One other cool feature of OW is that when you don't use the actions for a while they are automatically spooled down, saving on resources.

OpenWhisk for iOS

There is a library that allows iOS applications to call the actions directly from your code, passing dictionaries and retrieving dictionaries. It's dead simple to use, and provides instant access to the serverside logic without having to go through the messy business of exposing routes, transcoding data in and out of JSON and managing weird edge cases.

For the purpose of a personal project, I am encapsulating access to  some Machine Learning stuff on a server through actions that will query databases and models to spit out useful data for an app to use.
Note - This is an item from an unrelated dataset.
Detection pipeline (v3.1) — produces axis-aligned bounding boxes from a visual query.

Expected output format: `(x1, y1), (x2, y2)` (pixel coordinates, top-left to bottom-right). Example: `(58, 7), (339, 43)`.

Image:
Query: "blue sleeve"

I'll simplify for the purpose of this post, but I need to call an action that takes a score (or a level) and responds with a user that is "close enough" to be a good partner:

struct MatchData : Codable {
  let name : String
  let level : Int
  let bridgeID : UUID?
}

My action is called match/player, and my call in the code looks like this:

do {
  try WLAppDelegate.shared.whisk.invokeAction(
    qualifiedName: "match/player", 
    parameters: p as AnyObject, 
    hasResult: true, 
    callback: { (result, error) in
      if let error = error {
        // deal with it [1]
      } else if let r = result?["result"] as? [String:Any] {
        // deal with it [2]
      } else if let aid = result?["activationId"] as? String {
        // deal with it [3]
      }
    })
} catch {
  // deal with it [4]
}

A little bit of explanation might be required at this point:

  • [1] is where you would deal with an error that's either internal to OW or your action
  • [2] is the probably standard case. Your action has run, and the result is available
  • [3] is a mechanism that's specific to long running actions: if it takes too long to spool your action up, run it and get the result back, OW will not block you for too long, and give you an ID to query later for the result when it is available. Timeouts both for responding and for a maximum action running time can be tweaked in OW's configuration. Your app logic should accomodate for that, which you are doing already anyways because you don't always have connectivity, right?
  • [4] is about iOS side errors, like networking issues, certificate issues and the like

That Whole JSON/Dictionary/Codable Thing

So, OW deals with JSONs, which are fine-ish when you have a ton of processing power and don't mind wasting cycles looking up keys and values. The iOS client translates them to [String:Any] dictionaries which are a little bit better but not that much.

In my code I don't really want to deal with missing keys or type mismatches, so I map the result as fast as I can to the actual struct/class:

if let r = result?["result"] as? [String:Any], let d = try? DictionaryCoding().decode(MatchData.self, from: r) {
  // yay I have d.name, d.level and d.bridgeID 
  // instead of those pesky dictionaries
}

Of course, the downside is that decoders are called twice but:

  • DictionaryCoding is blistering fast
  • As long as I pass this object around, I will never have to check keys and values again, which is a huge boost in performance

Why?

My front facing actions are all written in swift, using the same Codable structures as the ones I expect in the app. That way, I can focus on the logic rather than route and coding shenanigans. OpenWhisk scales with activity from the app, and the app doesn't need a complicated networking layer.

My backend actions responsible for all the heavy lifting are written in whatever I need for that task. Python/TensorFlow, for me, but your mileage may vary.